Perl and Databases

This discussion will focus on Perl's DBI, or Database Interface. The DBI has been in development for over five years and just recently achieved v. 1.0. Its version number, however, belies its maturity. Perl developers have used the DBI for small applications to enormous ones.

A necessary tool for the DBI is one or more DBDs, or Database Drivers. In fact, when I refer to DBI throughout this discussion, I will actually be referring to the two in tandem, since you cannot do much with just the DBI.

The DBI defines the interface through which you can talk to the individual DBDs, which are often implemented in C using the client libraries distributed with a SQL database. In theory, an application written using one DBD can be ported to another DBD with minimal effort, sometimes as little as changing one line.

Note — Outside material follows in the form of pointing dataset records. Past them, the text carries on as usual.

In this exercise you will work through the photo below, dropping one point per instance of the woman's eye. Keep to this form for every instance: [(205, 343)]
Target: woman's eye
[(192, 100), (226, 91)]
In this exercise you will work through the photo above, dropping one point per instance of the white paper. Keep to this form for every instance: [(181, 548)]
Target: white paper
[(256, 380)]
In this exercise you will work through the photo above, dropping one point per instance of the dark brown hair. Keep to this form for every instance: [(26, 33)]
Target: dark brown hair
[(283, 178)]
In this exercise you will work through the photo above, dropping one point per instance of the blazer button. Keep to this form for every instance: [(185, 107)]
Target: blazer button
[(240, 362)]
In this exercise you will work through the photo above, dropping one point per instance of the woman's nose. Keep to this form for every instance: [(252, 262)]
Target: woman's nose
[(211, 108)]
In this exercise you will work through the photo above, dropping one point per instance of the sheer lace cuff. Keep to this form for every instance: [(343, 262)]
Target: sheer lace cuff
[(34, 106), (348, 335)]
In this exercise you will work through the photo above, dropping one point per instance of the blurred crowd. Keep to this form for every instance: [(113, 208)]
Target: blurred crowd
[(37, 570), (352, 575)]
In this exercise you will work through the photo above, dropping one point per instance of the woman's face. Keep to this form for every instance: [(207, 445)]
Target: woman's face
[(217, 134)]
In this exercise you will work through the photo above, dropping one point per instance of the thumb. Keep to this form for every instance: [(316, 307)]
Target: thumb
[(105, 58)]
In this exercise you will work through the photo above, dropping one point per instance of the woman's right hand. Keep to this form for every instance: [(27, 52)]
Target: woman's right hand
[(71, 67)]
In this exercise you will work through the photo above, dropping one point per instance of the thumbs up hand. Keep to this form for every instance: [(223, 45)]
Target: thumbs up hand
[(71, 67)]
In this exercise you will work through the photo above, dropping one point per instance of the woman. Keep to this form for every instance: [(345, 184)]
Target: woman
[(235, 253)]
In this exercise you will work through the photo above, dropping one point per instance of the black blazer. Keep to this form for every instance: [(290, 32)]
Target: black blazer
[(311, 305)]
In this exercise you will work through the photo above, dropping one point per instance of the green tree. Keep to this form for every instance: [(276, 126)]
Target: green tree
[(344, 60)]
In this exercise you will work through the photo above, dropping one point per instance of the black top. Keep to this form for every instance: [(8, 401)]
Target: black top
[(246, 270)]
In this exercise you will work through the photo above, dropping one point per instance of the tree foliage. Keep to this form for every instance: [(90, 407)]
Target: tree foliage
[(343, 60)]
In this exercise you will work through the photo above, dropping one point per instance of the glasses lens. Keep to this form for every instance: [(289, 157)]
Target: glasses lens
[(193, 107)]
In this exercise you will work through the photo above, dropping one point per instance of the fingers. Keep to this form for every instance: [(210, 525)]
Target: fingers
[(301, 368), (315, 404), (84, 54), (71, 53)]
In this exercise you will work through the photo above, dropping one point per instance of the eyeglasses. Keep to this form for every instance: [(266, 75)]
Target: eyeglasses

For the Win32 folk: The relationship between the DBI and DBD is somewhat like that between the ODBC Driver Manager and the ODBC Drivers.

If you already know how to use the DBI, this probably won't teach you anything new. If you're just starting to use the DBI, this might be helpful to have while you're reading the DBI documentation, which is fairly straightforward and very comprehensive. Hopefully this will help flesh out some of the information found in the DBI documentation.


Terminology

Let's define a few terms here:

Installing

The DBI is fairly simple to install. I have never had a problem installing it. Same steps as every other module from CPAN: install the CPAN module and use its shell, or ftp it from the site and do:

  perl Makefile.PL
  make
  make test
  make install

Installing DBDs can be a mixed bag. While the DBI defines an interface, a DBD interacts directly with a database so all the difficulties that come with different platforms and different levels of application support exist in full force.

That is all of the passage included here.